New Philadelphia Task Force Looks to Improve Dental Care for Low-Income Children
A new coalition of community, education, government and health leaders in the Philadelphia area is looking at ways to assist low-income children who have difficultly obtaining adequate dental care -- a "growing problem" throughout the country -- the Philadelphia Inquirer reports. The Philadelphia Dental Task Force will hold its first meeting in May, and according to Ivan Lugo, head of community affairs at Temple University School of Dentistry and dental director of the city's Department of Health, it will "first assess the availability of care for children and what [can] be done to improve it." According to Lugo, low-income neighborhoods often lack access to dental care because Medicaid reimbursement rates are too low to entice dentists, who often graduate from dental school with large debts, to work in poorer communities. Another problem is that the Philadelphia School District last year ended a program in which 17 dental hygienists performed dental screening and referral services for "thousands of students." And while many poor families look to community dental clinics for care, the number of visits to these sites have declined roughly 30% in the past three years. While the reasons for the drop are unclear, Lugo said that the public lacks education about the "need for routine dental checkups," and that many poor families do not emphasize dental care "either because they do not see the need or because they do not have money to spare."

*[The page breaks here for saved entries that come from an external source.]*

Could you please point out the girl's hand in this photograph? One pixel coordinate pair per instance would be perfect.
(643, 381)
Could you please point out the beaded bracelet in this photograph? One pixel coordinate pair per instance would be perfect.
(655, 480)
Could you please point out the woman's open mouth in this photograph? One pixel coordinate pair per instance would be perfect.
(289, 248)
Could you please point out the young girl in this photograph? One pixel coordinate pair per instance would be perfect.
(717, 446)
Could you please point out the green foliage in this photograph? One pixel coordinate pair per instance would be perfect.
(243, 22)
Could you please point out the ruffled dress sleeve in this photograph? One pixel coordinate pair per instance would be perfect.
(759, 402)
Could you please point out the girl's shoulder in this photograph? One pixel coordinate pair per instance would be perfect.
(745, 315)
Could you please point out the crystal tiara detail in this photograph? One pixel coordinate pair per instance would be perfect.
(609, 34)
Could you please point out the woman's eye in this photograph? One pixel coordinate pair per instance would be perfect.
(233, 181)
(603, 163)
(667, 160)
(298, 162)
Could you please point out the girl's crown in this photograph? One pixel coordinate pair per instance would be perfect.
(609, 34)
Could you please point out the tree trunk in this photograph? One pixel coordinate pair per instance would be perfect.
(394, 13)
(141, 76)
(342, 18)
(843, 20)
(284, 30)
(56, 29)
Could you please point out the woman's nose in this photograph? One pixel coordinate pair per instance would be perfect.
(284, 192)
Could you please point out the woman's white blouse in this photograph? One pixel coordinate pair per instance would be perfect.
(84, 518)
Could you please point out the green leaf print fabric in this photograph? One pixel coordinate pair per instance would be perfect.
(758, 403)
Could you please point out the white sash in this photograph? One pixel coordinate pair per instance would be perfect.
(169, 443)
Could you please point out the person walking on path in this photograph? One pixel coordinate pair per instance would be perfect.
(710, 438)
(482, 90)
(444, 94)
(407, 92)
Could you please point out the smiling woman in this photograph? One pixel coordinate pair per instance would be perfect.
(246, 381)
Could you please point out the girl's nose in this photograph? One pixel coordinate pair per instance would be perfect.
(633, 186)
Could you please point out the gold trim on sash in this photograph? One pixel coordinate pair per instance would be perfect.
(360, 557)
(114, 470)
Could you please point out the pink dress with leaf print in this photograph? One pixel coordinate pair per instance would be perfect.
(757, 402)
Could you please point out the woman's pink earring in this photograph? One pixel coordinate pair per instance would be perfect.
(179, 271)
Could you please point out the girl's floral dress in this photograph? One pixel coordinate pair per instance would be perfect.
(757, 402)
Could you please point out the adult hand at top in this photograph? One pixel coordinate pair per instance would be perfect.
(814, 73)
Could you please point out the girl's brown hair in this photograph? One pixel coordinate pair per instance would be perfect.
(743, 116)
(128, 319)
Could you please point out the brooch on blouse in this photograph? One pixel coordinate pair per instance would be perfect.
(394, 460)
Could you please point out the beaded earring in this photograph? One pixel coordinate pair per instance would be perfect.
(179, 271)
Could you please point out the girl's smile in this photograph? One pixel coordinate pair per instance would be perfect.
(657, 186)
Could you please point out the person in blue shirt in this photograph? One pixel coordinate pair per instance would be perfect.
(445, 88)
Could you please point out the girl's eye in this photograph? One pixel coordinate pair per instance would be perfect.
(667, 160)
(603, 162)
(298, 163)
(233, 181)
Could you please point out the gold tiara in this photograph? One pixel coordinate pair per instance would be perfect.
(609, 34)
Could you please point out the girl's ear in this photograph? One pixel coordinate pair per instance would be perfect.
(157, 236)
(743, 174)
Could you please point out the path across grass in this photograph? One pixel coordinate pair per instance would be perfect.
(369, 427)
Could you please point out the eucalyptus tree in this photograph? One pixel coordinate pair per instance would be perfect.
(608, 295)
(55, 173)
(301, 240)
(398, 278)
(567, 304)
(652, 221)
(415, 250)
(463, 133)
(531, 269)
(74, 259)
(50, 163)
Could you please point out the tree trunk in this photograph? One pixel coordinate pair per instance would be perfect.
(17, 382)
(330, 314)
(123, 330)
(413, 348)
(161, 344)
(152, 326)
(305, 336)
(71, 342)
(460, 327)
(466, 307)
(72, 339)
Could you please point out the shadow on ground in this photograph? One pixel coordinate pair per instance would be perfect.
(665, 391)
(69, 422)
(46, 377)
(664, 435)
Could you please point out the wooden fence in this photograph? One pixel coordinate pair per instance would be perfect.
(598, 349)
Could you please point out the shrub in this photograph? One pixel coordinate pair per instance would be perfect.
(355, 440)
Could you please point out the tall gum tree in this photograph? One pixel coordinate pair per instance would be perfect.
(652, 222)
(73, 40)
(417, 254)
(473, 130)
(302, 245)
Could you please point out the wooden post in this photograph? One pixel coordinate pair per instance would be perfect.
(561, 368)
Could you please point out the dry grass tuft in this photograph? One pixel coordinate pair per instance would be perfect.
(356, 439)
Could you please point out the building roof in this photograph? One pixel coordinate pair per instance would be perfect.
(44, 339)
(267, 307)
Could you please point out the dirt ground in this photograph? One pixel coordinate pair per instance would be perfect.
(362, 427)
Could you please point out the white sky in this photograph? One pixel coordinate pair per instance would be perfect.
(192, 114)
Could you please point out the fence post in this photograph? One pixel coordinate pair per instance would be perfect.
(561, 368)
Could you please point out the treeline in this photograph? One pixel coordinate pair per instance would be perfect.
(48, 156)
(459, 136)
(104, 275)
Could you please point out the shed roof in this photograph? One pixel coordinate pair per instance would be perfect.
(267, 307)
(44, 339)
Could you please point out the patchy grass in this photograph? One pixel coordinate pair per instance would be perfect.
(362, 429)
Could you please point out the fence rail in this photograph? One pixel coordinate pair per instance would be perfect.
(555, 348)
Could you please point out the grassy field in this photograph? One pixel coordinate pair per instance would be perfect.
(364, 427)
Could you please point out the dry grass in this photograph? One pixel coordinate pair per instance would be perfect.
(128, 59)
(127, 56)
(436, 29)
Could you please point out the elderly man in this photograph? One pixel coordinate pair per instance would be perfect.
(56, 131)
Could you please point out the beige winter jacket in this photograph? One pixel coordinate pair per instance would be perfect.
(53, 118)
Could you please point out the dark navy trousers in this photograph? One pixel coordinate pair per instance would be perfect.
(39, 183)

A Growing National Problem
The first-ever Surgeon General's report on oral health, released last May, found that 25% of poor children have not visited a dentist by the time they enter kindergarten. Poor children are twice as likely as their peers from higher-income families to have cavities, according to the report. In addition, the report said that 108 million American adults and children lack dental insurance -- about 2.5 times the number lacking health insurance. Without insurance to cover dental costs, many people simply forgo dental checkups until they have an emergency situation, the Inquirer reports. And having Medicaid coverage is "no guarantee of good care," according to one yearlong analysis, which found that only "one in five Medicaid-covered children have received a dental checkup."
New Initiatives
To fill the gap, many local communities are launching initiatives for children lacking access to dental care. In the Philadelphia area, Kids Smiles, a not-for-profit program in the city's Eastwick neighborhood, offers dental services to children enrolled in Medicaid or the state's CHIP program or uninsured children whose parents meet certain income limits. The program charges patients a $20 fee. And the suburban-based Phoenixville Area Dental Network and the Bucks County Dental Program both "link families that have no insurance and meet certain income criteria with dentists who have signed onto the network" (FitzGerald, Philadelphia Inquirer, 3/26).